Governo perdido

A melhor imagem de um governo perdido é a fotografia da presidente Dilma Rousseff publicada nesse domingo no caderno de Economia e Negócios do Estado. Cabisbaixa, com a face apoiada na mão direita, olhar vago e expressão de desalento, sua figura é a ilustração perfeita para a principal cobertura econômica da edição - uma entrevista com um ministro da Fazenda acuado pelos fiascos e uma coleção de notícias e comentários sobre os tropeços federais. "O governo perdeu o rumo", sintetiza o título de um artigo do economista José Roberto Mendonça de Barros. A equipe econômica, informa outro texto, desistiu de anunciar metas ou previsões de crescimento, exportação, arrecadação, inflação e até de prazos para concessões de serviços de infraestrutura.

O Estado de S.Paulo

11 Junho 2013 | 02h04

Apesar dos fracassos, tudo vai bem, recitam os funcionários mais importantes, mas o ministro Guido Mantega, entrevistado, recusou-se a formular uma nova previsão para o Produto Interno Bruto (PIB) deste ano, alegando o temor de ser "linchado em praça pública", se o número final apurado for diferente do projetado. Com um pouco mais de ousadia, a secretária de Comércio Exterior, Tatiana Prazeres, havia reiterado no começo do mês a expectativa de exportações em "patamar elevado, semelhante aos de 2011 e 2012".

Mas o valor exportado em 2012 foi inferior ao de 2011 e o deste ano, até maio, ficou abaixo do de um ano antes. Na melhor hipótese, portanto, repete-se o número de dois anos atrás?

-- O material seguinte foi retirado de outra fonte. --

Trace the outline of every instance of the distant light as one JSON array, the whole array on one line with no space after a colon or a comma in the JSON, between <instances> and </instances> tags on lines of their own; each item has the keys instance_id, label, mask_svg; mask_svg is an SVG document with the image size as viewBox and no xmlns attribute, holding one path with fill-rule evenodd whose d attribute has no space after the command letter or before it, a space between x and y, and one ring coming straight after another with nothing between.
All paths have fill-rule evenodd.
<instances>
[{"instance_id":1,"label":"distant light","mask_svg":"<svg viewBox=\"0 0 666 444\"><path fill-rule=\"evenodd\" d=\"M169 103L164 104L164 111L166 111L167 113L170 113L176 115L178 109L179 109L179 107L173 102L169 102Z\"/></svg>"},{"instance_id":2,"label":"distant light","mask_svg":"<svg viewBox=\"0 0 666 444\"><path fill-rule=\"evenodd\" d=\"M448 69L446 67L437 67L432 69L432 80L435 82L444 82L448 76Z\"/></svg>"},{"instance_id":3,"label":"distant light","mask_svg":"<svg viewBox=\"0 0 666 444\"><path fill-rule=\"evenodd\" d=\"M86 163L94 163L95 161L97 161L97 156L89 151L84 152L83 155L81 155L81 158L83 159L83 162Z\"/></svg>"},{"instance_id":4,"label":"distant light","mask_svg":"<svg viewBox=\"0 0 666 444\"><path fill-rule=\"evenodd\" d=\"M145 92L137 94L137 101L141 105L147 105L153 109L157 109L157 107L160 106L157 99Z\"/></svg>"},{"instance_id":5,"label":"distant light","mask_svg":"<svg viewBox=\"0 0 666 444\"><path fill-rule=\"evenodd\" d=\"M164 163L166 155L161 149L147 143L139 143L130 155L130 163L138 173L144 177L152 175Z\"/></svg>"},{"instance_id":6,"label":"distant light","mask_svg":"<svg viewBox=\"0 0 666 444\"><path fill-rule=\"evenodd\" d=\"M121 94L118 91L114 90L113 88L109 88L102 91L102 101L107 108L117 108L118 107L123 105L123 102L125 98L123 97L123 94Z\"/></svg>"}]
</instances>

Também no domingo, o Globo destacou a herança fiscal prevista para o próximo governo: subsídios ao BNDES e incentivos fiscais devem retirar R$ 50 bilhões do próximo governo em seu primeiro ano. A desordem nas contas públicas, lembra a reportagem, foi uma das razões alegadas pela agência Standard & Poor's para impor um viés de baixa à perspectiva econômica do Brasil - tema inicial da entrevista do ministro Mantega ao Estado. No mesmo dia, reportagem da Folha de S.Paulo vinculou à perda de popularidade e aos riscos eleitorais a mudança de política ensaiada pelo governo com a elevação dos juros básicos e a decisão de retorno ao câmbio flutuante.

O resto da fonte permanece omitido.